July Construction Declines 10% Nationwide
New construction starts fell 10% in July to a seasonally adjusted annual rate of $401.2 billion, according to McGraw-Hill Construction, a division of The McGraw-Hill Cos. After showing improvement during the spring, the pace of construction starts retreated over the past three months, with July coming in at the lower end of the recent range of activity.
Non-building construction, comprised of public works and electric utilities, fell sharply in July, while both nonresidential building and housing lost some of their earlier momentum. For the first seven months of 2012, the volume of total construction starts on an unadjusted basis was reported at $262.9 billion, holding on to a 4% gain compared to the same period a year ago.
The July statistics lowered the Dodge Index to 85 (2000=100), compared to a 94 for June. The current year began on a weak note, with the Dodge Index slipping to 84 in February, to be followed by elevated index readings in March (103) and April (114), which reflected in part the boost coming from the start of two massive nuclear power projects located in Georgia and South Carolina. Activity then settled back in May and June, with index readings of 95 and 94 respectively, which remained slightly above the 92 average for the Dodge Index for all of 2011. July brings the pace of total construction starts back to the lackluster activity reported at the outset of 2012.
“The construction industry is still struggling to gain upward traction, as construction starts continue to exhibit an up-and-down pattern,” stated Robert A. Murray, vice president of economic affairs for McGraw- Hill Construction. “The public works and institutional building sectors are still being adversely affected by the tough fiscal climate facing the federal, state and local levels of government. Commercial building, which seemed to be in the very early stages of recovery, is seeing its faint upturn become more tenuous with the sluggish employment picture. The upward potential for housing in the near term is also being dampened by the persistently hesitant U.S. economy. Overall, the construction industry remains stuck for now in an extended process of turning the corner.”
Non-building construction in July dropped 18% to $109.1 billion (annual rate). The electric utility category plunged 36%, falling for the third month in a row after the exceptional activity that was reported during March and April. July did include the start of a few noteworthy projects, such as a $535-million gas-fired power plant and a $75-million biomass plant, both in Texas, but the July pace of new electric utility starts was down 84% from this category’s average for the first six months of 2012.
The public works sector in July fell 16%, sliding back after a brief upturn in June. The “other public works category,” comprised of such diverse project types as sitework, mass transit, pipelines and outdoor sports stadiums, plummeted 61% from June, which had been lifted by an estimated $1 billion for work on a new football stadium for the San Francisco 49ers in Santa Clara, Calif.
The largest “other public works” project reported as a July start was a $75-million stadium expansion for Kansas State University in Manhattan, Kan.

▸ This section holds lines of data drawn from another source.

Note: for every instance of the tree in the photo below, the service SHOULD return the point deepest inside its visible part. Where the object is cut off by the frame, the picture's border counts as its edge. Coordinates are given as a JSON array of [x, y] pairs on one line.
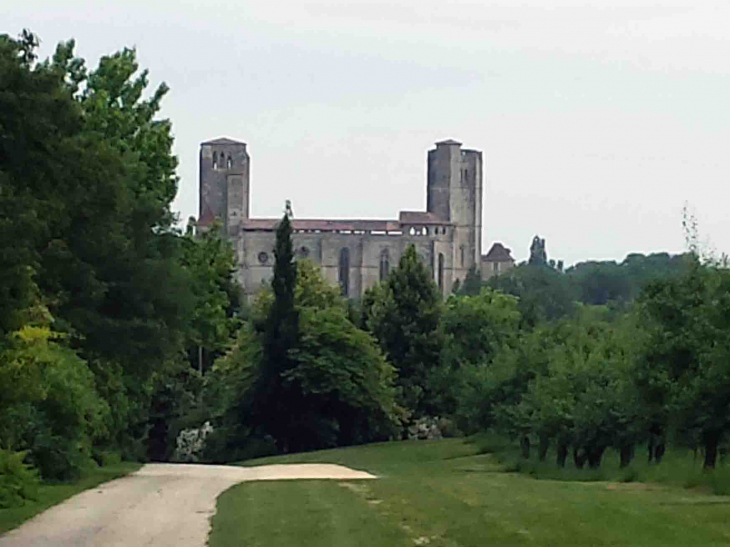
[[544, 294], [87, 178], [337, 391], [274, 403], [474, 330], [685, 375], [404, 319]]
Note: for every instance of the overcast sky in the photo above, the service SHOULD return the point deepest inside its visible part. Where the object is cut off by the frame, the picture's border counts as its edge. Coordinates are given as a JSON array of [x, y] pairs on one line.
[[598, 119]]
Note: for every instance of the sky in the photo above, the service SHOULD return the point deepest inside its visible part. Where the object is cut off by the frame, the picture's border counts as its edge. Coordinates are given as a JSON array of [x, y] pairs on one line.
[[598, 120]]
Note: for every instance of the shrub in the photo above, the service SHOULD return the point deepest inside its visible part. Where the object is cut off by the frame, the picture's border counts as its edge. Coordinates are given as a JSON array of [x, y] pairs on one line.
[[18, 481]]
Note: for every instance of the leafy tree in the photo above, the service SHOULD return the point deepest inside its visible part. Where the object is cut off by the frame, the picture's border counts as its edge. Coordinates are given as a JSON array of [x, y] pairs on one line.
[[474, 330], [404, 318], [544, 293], [210, 261], [88, 174], [685, 375], [49, 405], [337, 391]]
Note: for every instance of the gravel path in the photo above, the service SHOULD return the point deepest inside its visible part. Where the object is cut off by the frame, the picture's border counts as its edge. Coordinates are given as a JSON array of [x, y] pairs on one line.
[[161, 505]]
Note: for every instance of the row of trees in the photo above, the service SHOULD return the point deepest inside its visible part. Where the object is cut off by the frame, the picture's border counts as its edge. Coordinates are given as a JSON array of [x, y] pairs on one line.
[[104, 305]]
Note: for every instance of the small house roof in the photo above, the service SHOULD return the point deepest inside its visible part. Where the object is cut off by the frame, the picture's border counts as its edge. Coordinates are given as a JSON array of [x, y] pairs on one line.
[[222, 140], [498, 253]]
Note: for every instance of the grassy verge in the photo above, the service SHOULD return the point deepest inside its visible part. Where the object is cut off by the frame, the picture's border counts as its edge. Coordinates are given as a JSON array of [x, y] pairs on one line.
[[52, 494], [679, 467], [445, 493]]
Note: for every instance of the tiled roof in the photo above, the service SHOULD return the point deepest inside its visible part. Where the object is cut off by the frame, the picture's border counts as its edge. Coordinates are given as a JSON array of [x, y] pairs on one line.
[[322, 225], [420, 217], [223, 140], [207, 217], [498, 253]]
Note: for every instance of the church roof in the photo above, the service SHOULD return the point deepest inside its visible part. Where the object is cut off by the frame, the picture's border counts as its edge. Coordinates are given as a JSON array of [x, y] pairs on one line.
[[498, 253], [206, 218], [222, 140], [420, 217], [323, 225]]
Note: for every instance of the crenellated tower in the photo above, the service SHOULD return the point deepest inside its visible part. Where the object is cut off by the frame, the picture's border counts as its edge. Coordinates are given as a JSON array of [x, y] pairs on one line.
[[224, 183], [454, 193]]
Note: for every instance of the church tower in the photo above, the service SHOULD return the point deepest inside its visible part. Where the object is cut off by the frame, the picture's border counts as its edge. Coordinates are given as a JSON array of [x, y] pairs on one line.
[[224, 184], [454, 193]]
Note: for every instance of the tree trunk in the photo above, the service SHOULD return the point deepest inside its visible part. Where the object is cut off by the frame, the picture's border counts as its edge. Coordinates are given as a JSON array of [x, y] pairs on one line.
[[659, 451], [543, 448], [525, 446], [711, 441], [579, 458], [595, 455], [562, 454], [627, 454]]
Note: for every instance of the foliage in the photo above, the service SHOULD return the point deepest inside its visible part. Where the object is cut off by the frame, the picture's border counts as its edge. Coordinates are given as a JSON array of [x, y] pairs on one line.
[[336, 390], [472, 283], [18, 481], [685, 373], [403, 315], [544, 294], [474, 330], [49, 404]]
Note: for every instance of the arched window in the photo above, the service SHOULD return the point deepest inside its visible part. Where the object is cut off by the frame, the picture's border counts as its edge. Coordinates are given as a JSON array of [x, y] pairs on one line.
[[384, 264], [441, 272], [344, 273]]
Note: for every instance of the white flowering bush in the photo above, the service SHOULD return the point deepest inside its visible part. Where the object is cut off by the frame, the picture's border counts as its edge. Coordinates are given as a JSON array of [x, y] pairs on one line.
[[190, 443]]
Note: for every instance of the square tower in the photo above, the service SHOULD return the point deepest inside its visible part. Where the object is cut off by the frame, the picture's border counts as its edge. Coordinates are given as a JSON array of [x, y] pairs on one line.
[[224, 183], [454, 194]]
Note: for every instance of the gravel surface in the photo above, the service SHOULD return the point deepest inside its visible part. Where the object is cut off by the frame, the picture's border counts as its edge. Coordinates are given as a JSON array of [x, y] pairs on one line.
[[161, 505]]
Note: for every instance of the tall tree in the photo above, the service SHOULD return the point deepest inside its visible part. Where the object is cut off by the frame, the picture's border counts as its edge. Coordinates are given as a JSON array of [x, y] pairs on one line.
[[273, 401], [405, 319]]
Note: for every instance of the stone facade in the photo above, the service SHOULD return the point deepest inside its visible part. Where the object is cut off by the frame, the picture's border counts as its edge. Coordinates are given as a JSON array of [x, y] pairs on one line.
[[356, 254]]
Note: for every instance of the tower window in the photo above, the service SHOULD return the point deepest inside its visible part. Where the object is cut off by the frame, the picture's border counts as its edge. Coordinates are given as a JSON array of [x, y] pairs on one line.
[[344, 274], [441, 272], [384, 264]]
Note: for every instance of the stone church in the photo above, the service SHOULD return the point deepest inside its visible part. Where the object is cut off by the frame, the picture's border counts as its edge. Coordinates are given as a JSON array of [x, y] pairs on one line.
[[353, 253]]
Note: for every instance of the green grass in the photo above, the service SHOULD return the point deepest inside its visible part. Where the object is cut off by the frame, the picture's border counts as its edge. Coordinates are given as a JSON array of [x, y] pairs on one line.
[[447, 493], [51, 494]]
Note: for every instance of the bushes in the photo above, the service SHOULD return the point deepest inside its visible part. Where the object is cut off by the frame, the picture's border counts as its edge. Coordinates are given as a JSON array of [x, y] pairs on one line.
[[18, 481]]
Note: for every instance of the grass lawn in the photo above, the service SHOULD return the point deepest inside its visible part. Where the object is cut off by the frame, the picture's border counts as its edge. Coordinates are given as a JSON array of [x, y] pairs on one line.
[[52, 494], [444, 493]]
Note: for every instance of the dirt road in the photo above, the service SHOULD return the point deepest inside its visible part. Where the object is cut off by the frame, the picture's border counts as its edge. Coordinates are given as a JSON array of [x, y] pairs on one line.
[[161, 505]]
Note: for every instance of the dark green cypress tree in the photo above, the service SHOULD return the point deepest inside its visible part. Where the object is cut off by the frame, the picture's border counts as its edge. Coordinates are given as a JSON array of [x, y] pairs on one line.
[[276, 403]]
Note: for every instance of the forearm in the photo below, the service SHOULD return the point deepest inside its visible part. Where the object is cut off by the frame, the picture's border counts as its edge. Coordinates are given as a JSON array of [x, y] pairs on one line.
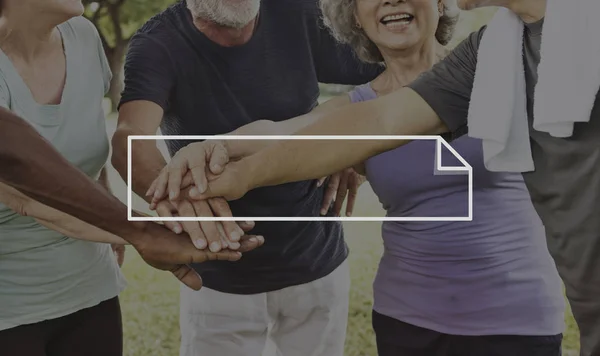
[[40, 172], [400, 113], [77, 229], [54, 219], [242, 148], [146, 159]]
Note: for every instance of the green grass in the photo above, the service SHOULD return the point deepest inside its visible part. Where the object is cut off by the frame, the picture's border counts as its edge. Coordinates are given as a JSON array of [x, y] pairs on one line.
[[151, 302]]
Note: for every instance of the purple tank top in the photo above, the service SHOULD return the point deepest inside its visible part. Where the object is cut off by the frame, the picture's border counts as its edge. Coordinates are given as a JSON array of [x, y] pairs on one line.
[[493, 275]]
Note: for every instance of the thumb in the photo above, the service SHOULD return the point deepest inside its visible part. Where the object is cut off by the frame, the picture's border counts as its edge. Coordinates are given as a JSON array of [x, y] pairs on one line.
[[216, 188], [218, 159], [188, 276]]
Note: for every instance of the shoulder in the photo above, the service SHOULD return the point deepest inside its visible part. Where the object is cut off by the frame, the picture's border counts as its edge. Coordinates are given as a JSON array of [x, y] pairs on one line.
[[333, 103], [80, 28]]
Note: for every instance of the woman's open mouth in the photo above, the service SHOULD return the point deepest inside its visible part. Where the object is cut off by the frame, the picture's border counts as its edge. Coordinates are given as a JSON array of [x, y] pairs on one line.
[[397, 21]]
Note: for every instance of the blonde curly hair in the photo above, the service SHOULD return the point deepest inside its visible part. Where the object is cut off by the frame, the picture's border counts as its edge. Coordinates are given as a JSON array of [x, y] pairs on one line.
[[338, 16]]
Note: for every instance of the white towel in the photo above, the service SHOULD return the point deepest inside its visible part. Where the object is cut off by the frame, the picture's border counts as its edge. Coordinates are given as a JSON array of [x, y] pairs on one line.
[[568, 81]]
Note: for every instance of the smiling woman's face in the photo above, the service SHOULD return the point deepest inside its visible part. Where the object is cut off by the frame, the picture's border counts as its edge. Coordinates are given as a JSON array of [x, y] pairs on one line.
[[398, 25]]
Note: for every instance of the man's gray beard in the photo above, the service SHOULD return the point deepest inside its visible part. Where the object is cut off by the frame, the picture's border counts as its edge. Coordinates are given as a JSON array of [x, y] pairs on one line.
[[229, 15]]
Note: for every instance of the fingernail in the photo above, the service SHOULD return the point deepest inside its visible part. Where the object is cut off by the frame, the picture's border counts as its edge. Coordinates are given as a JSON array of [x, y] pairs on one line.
[[215, 247], [200, 244], [235, 236]]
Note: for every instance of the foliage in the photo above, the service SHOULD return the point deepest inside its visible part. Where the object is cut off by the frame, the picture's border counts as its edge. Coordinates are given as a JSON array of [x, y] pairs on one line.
[[128, 15]]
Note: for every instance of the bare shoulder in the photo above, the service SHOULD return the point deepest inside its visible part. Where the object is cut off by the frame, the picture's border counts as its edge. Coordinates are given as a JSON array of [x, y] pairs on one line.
[[333, 103]]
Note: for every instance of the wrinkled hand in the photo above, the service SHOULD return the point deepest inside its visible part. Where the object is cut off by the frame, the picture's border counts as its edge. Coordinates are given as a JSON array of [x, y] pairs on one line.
[[119, 251], [193, 164], [215, 235], [340, 185], [167, 251], [232, 184]]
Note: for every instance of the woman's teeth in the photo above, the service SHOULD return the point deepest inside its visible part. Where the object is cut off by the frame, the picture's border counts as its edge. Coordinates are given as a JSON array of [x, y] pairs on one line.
[[397, 20]]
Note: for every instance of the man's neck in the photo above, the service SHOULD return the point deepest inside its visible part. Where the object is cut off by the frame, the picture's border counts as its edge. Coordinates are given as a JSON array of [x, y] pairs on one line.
[[226, 36], [528, 10]]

Bridge construction in July was down 19%, even with the start of a $261-million bridge replacement project in Oregon, and sewer construction dropped 11%. On the plus side, highway construction in July improved 6% from a lackluster June, although July’s amount was still 8% below this category’s average pace during 2011.
Water supply construction in July grew 20%, aided by a $100-million expansion to a water reclamation facility in Arizona, while water resource construction jumped 57%, reflecting the start of a $97-million dam rehabilitation project in Tennessee.
Nonresidential building, at $138.1 billion (annual rate), decreased 7% in July, with weaker activity reported for the majority of the institutional categories. Educational facilities in July dropped 12% after showing some improvement during the previous two months.